A TEENAGE driver answered her mobile phone shortly before a head-on collision in which she died, an inquest was told.

Student Grace Emma Selby, 18, died on her way to Kingston Maurward College for a trip when her Renault Clio collided with a delivery van on the A354 near Milborne St Andrew.

West Dorset Coroner Michael Johnston said she was running late when her car went on to the wrong side of the road and hit a Renault Master panel van.

Mr Johnston recorded a verdict of accidental death at the inquest of Miss Selby, of Twyford, near Shaftesbury.

The inquest was told that the injured delivery driver managed to escape his vehicle before both cars were gutted by fire.

Mr Johnston said a lecturer asked a friend from Miss Selby’s agriculture course to phone her to see if she was going on their trip to the Royal Smithfield show at the Royal Bath and West Showground.

He said Jake Gale, a fellow student from her agriculture course, phoned her and she answered after five or six rings.

She said hello but as he started to speak to her he ‘heard a noise like wind’ and could not get a response, the inquest was told.

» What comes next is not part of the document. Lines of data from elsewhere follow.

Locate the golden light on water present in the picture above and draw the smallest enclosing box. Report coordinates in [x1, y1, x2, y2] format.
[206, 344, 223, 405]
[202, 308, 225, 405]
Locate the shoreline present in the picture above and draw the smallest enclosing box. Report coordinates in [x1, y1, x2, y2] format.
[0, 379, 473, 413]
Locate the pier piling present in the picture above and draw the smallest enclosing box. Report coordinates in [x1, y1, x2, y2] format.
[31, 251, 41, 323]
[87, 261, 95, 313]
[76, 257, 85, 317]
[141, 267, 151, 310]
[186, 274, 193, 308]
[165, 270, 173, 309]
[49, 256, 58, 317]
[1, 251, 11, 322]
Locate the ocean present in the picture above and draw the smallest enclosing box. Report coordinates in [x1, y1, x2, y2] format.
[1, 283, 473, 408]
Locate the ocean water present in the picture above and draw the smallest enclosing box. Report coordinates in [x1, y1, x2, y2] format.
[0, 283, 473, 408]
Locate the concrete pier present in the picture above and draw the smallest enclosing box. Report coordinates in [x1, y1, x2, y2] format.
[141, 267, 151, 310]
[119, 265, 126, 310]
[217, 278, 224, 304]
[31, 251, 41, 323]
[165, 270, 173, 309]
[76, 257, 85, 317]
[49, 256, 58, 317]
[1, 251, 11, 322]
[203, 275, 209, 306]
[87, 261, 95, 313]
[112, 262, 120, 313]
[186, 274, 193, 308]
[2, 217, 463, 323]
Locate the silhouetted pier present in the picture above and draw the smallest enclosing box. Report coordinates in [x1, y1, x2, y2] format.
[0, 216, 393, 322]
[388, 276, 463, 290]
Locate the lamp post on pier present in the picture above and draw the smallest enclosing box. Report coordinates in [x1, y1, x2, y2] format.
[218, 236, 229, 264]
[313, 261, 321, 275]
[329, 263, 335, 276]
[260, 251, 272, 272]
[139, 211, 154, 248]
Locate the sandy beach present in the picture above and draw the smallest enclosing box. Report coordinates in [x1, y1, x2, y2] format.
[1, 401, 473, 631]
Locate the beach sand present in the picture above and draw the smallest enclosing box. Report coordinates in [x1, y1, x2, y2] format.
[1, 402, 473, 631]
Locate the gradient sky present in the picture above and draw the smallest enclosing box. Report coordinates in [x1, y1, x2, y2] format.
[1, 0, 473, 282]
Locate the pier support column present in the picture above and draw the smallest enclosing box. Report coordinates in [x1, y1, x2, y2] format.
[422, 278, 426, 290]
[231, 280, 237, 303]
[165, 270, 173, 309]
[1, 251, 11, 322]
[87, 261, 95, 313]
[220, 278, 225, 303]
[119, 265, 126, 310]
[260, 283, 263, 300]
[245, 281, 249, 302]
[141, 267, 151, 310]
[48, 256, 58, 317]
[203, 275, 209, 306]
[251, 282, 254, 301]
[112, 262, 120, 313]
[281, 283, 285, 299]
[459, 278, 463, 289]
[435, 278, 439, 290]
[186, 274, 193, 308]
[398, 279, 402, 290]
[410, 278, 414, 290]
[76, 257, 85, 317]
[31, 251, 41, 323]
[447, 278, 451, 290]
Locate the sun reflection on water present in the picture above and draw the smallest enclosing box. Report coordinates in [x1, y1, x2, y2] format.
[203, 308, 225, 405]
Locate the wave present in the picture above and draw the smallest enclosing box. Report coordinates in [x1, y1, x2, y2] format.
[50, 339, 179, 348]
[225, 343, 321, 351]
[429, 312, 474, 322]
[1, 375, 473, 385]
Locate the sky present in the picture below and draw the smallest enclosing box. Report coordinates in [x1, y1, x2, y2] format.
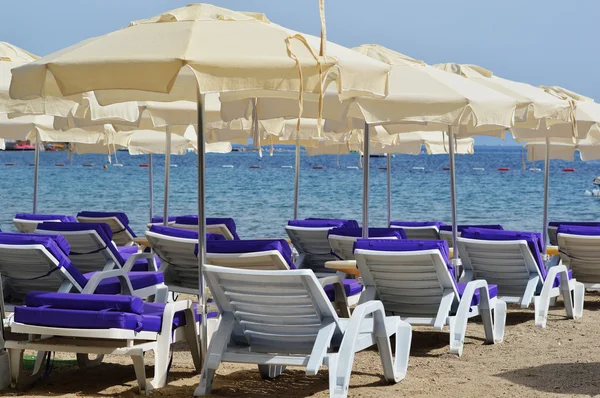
[3, 0, 599, 145]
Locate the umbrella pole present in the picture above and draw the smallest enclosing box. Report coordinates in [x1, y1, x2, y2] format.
[542, 137, 550, 250]
[32, 131, 40, 214]
[293, 136, 300, 219]
[148, 154, 153, 223]
[362, 123, 370, 238]
[196, 87, 208, 366]
[386, 154, 391, 226]
[448, 127, 459, 270]
[163, 127, 172, 226]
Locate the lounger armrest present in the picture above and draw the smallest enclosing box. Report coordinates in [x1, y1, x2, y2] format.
[318, 275, 350, 318]
[543, 264, 571, 289]
[456, 280, 493, 315]
[545, 255, 562, 269]
[160, 299, 194, 337]
[81, 270, 134, 295]
[122, 252, 157, 272]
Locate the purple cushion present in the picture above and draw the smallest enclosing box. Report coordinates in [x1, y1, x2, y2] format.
[557, 225, 600, 236]
[288, 220, 346, 228]
[439, 224, 503, 232]
[354, 239, 455, 277]
[328, 228, 406, 239]
[300, 218, 360, 228]
[151, 216, 178, 224]
[82, 271, 164, 295]
[461, 228, 546, 279]
[0, 233, 87, 288]
[25, 291, 145, 314]
[549, 221, 600, 228]
[37, 222, 113, 242]
[15, 213, 77, 223]
[456, 283, 498, 305]
[205, 239, 294, 269]
[175, 216, 240, 240]
[390, 221, 445, 228]
[118, 246, 139, 255]
[323, 279, 363, 301]
[77, 211, 137, 238]
[149, 225, 226, 241]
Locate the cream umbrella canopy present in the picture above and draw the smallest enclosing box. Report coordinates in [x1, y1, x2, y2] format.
[9, 3, 393, 365]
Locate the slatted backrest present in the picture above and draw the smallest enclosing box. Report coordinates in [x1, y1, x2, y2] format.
[457, 238, 541, 296]
[34, 229, 119, 273]
[557, 233, 600, 284]
[354, 248, 458, 318]
[204, 265, 342, 354]
[171, 223, 235, 240]
[328, 234, 399, 261]
[206, 251, 291, 271]
[391, 225, 440, 240]
[285, 226, 338, 273]
[145, 231, 198, 291]
[77, 215, 133, 246]
[13, 219, 61, 233]
[0, 244, 71, 304]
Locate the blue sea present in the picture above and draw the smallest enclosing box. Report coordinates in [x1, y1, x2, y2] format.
[0, 146, 599, 239]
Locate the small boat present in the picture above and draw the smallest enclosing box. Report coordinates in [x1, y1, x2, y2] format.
[55, 163, 65, 167]
[281, 165, 293, 168]
[5, 163, 15, 166]
[563, 168, 575, 172]
[346, 166, 359, 169]
[498, 167, 510, 171]
[442, 167, 450, 170]
[83, 163, 93, 167]
[473, 167, 485, 171]
[170, 164, 178, 168]
[139, 164, 149, 168]
[412, 167, 425, 171]
[112, 164, 123, 167]
[222, 165, 234, 168]
[28, 163, 35, 166]
[250, 165, 261, 169]
[312, 165, 325, 169]
[529, 167, 541, 172]
[379, 167, 388, 170]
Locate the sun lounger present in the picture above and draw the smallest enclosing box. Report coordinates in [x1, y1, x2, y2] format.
[285, 219, 359, 274]
[556, 225, 600, 290]
[172, 216, 240, 240]
[35, 222, 159, 273]
[457, 228, 584, 327]
[328, 227, 405, 261]
[354, 239, 506, 356]
[194, 265, 411, 398]
[6, 292, 204, 394]
[76, 211, 137, 246]
[389, 221, 445, 240]
[439, 224, 503, 248]
[0, 233, 168, 311]
[13, 213, 77, 233]
[548, 221, 600, 246]
[147, 215, 178, 229]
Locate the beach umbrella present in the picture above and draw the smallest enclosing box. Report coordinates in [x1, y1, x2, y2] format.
[9, 3, 392, 365]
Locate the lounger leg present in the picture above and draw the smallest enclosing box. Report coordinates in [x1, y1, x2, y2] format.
[493, 300, 507, 343]
[448, 315, 466, 357]
[149, 334, 171, 390]
[379, 317, 410, 383]
[76, 354, 104, 368]
[258, 364, 286, 379]
[131, 354, 150, 395]
[478, 299, 495, 344]
[32, 351, 46, 374]
[8, 348, 23, 388]
[572, 281, 585, 320]
[195, 314, 234, 396]
[183, 313, 201, 372]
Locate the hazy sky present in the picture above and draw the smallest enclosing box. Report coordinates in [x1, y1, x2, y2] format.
[3, 0, 598, 145]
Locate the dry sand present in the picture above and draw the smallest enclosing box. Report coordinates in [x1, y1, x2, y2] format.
[3, 292, 600, 398]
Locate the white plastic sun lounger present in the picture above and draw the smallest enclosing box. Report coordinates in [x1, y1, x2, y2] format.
[557, 225, 600, 290]
[327, 228, 404, 261]
[389, 221, 443, 241]
[172, 216, 238, 240]
[457, 228, 584, 328]
[5, 292, 201, 395]
[194, 265, 412, 398]
[12, 214, 77, 233]
[354, 240, 506, 356]
[76, 211, 137, 246]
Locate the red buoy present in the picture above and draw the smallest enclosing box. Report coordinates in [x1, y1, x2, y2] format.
[498, 167, 510, 171]
[139, 164, 149, 167]
[563, 168, 575, 172]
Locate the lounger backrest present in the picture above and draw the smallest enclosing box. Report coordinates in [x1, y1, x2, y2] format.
[172, 216, 239, 240]
[0, 233, 85, 304]
[328, 228, 404, 261]
[549, 222, 600, 246]
[285, 219, 349, 273]
[35, 222, 123, 273]
[204, 239, 293, 271]
[389, 221, 444, 240]
[557, 225, 600, 284]
[457, 229, 544, 297]
[76, 211, 136, 246]
[204, 264, 342, 353]
[439, 224, 503, 248]
[146, 216, 177, 230]
[13, 214, 77, 233]
[354, 240, 459, 319]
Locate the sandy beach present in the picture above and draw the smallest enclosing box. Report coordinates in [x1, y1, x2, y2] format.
[2, 291, 599, 398]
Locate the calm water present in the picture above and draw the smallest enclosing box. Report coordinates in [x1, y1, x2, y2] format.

Gary Wandless, a forensic police collision investigator, said the distance from the collision at Milborne Wood to Kingston Maurward meant Miss Selby would not have made it to catch her bus for the trip on time.

Delivery driver Thomas Patrick Harrison, from Wareham, told the inquest he was driving his Unichem van on December 5 when he saw the Renault Clio twitch towards a grass verge when it ‘seemed to be fine – then all of a sudden it flicked straight across the road and hit me head-on’.

Mr Harrison said he saw flames in the Renault Clio but couldn’t open his door until he repeatedly kicked at it.

Speaking after the inquest he said he panicked at the time and had since been recovering from breaking his collarbone, four ribs and two fingers.

He said: “If I could have helped I would have been in there but everything was just in flames and I was not in a fit state to start helping.

“I just feel sorry for her family.”

Mr Johnston said a resident in Milborne St Andrew saw a car going past that she believed to be the Renault Clio.

He said the phone call from Mr Gale was made at 8.10am, five minutes before a call to police was recorded on December 5.

But Mr Johnston said it could not be proved that Miss Selby was searching for and answering her phone at the time of the collision.

Pathologist Dr Mark Deverill said due to fire damage he was not able to ascertain the cause of death but the lack of carbon or soot particles in Miss Selby’s airways suggested she was dead before her car caught fire.

Messages and pictures have been put on a social networking website to pay tribute to Miss Selby.